With her father sentenced to life in prison for the double murder, Shumway was raised by an aunt and uncle. Nine years later, tragedy found her again in the form of an inattentive driver.
“I was biking and while I was in a crosswalk, I got hit by a car,” she said. “I was Life Flighted. I had emergency brain surgery.”
At just 18 years old, with no parents and facing a long recovery, Dawn decided she would do what neither her father’s gun nor that speeding car had done.
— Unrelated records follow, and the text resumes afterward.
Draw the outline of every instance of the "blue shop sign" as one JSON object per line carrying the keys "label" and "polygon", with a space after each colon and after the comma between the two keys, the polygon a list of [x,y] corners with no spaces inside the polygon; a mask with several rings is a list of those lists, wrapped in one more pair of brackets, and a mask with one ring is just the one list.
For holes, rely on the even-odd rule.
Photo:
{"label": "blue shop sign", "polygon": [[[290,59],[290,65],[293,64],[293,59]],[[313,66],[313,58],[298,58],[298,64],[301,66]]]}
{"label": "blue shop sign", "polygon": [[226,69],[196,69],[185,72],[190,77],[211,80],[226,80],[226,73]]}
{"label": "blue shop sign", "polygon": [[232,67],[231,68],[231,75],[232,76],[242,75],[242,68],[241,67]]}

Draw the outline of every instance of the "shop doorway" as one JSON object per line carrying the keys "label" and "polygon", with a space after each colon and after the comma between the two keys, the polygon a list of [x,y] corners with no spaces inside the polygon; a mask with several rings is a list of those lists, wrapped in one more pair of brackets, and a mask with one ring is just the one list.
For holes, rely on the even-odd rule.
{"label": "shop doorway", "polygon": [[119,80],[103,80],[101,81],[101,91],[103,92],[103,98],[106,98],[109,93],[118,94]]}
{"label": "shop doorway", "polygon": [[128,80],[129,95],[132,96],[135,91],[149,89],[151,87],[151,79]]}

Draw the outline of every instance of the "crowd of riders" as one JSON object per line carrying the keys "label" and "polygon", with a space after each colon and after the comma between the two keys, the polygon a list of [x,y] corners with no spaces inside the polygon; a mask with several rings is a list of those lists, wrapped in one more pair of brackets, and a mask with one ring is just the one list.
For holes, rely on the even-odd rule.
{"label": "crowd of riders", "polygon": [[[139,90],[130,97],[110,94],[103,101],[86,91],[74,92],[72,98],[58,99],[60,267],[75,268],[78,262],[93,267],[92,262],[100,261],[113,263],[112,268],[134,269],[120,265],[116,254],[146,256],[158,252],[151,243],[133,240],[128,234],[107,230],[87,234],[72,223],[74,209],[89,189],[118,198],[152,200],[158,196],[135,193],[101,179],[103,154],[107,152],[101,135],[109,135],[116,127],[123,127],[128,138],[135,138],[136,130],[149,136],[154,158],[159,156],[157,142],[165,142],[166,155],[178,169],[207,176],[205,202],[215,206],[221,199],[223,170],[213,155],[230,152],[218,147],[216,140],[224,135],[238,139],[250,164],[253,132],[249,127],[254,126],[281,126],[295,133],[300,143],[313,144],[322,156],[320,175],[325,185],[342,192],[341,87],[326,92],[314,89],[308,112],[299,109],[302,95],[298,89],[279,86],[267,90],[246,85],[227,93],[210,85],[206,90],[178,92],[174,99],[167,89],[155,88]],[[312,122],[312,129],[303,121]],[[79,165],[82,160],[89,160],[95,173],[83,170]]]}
“It was overwhelming. It felt like ending it would be welcoming and warm and peaceful versus staying here,” Shumway said. “The hospital, they gave me an entire bottle of Oxycontin, you know because of my brain surgery and I took that to my mother’s grave and I was going to just end it. Luckily I got a phone call from a friend and that’s why I’m here today.”
Soon after that fateful phone call, Shumway got a dispatch job, first in Logan, later in Layton where she was named the 2014 Trainer of the Year and now in Davis County where she’s the Lead Dispatcher at the Sheriff’s Department Call Center.
“There were times in my life when I really needed help and people were there,” she explained. “So I wanted to you know, still pursue that, like with my Mom, honoring her, her memory, everything like that. I wanted to help out.”
Now a wife and mother of six, Dawn has started making “Zero Suicide” kits containing a coloring book, candy, and a gunlock for officers to give to people in mental distress, like the ones who often dial 911.
“I want to be that hope. I want to help someone else. I want to help them stay,” Shumway said. “I understand more than anyone else what it’s like to feel sad and to feel overwhelmed and to feel the darkness but I also know that staying here, being able to write my own story…Everything I’ve been able to achieve, it’s been fun and the happiness and the trips and it’s sad to think I could have missed all that.”
Dawn tells Behind The Badge that she wants everyone to know that it’s OK to be sad and there’s nothing wrong with reaching out for help. She says the kits she makes can’t save everyone but they can definitely save someone…just like someone once saved her.